/pngrep

CLI utility that does text search in images and PDF documents, similar syntax to grep

Primary LanguagePython

Build Status

About

pngrep is a CLI utility similar to grep, just that it operates on images instead of text. It's intended to extract certain lines from images (and in the future PDFs) for easy searching of scanned papers, documents, etc. It supports similar syntax to grep as well as regex.

Syntax

Invoke pngrep with python3 src/__main.py__ from the root directory.

From here, invoke a subcommand. Current subcommands are search and clear. If you do not explicitly invoke a subcommand, search is assumed by default.

search

This is the main function of pngrep.

The general syntax should look like:

python3 src/__main__.py [FLAGS] PATTERN [FILES]

The flags that are currently supported are:

  • -p (--parallel): Will run the OCR in parallel on a per-file basis, thus if you are only scanning one file this should have negligible effect. However, if you are scanning more than a handful of files it will make the OCR phase significantly faster. It will use all available cores/threads on your CPU.
  • -n (--no-cached): Avoids using the SQLite cache to lookup the text.

PATTERN should be a string or regex, very similar to grep.

FILES should simply be the list of all the files you want to scan in.
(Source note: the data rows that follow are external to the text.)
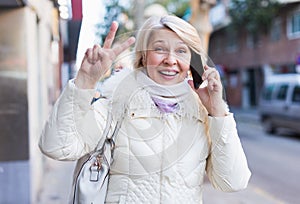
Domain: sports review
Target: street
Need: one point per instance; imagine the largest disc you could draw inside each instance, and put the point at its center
(274, 162)
(273, 159)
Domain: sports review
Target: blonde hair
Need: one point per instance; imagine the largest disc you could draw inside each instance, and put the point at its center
(186, 32)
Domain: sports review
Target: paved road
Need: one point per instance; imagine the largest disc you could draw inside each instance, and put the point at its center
(274, 161)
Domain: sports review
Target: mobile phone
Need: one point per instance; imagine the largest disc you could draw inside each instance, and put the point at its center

Both absolute and relative paths are supported.

clear

The clear subcommand simply clears the local SQLite cache, such that any subsequent searches will need to re-scan the images.

How It Works

pngrep starts with the click Python library. It parses the command line options and parameters.

Next, the request is passed to the lookup handler, which handles most of the logic. It checks in the SQLite database for previous records of the requested files, and uses that info if it exists and is not outdated.

Otherwise, it makes a call to tesseract to scan the files and return the text. Parallel processing here is enabled by the multiprocessing module from the pathos module. The results are then stored in the SQLite database for later retrieval.

Lastly, the output is matched for the given string/regex and highlighted before printing to the console.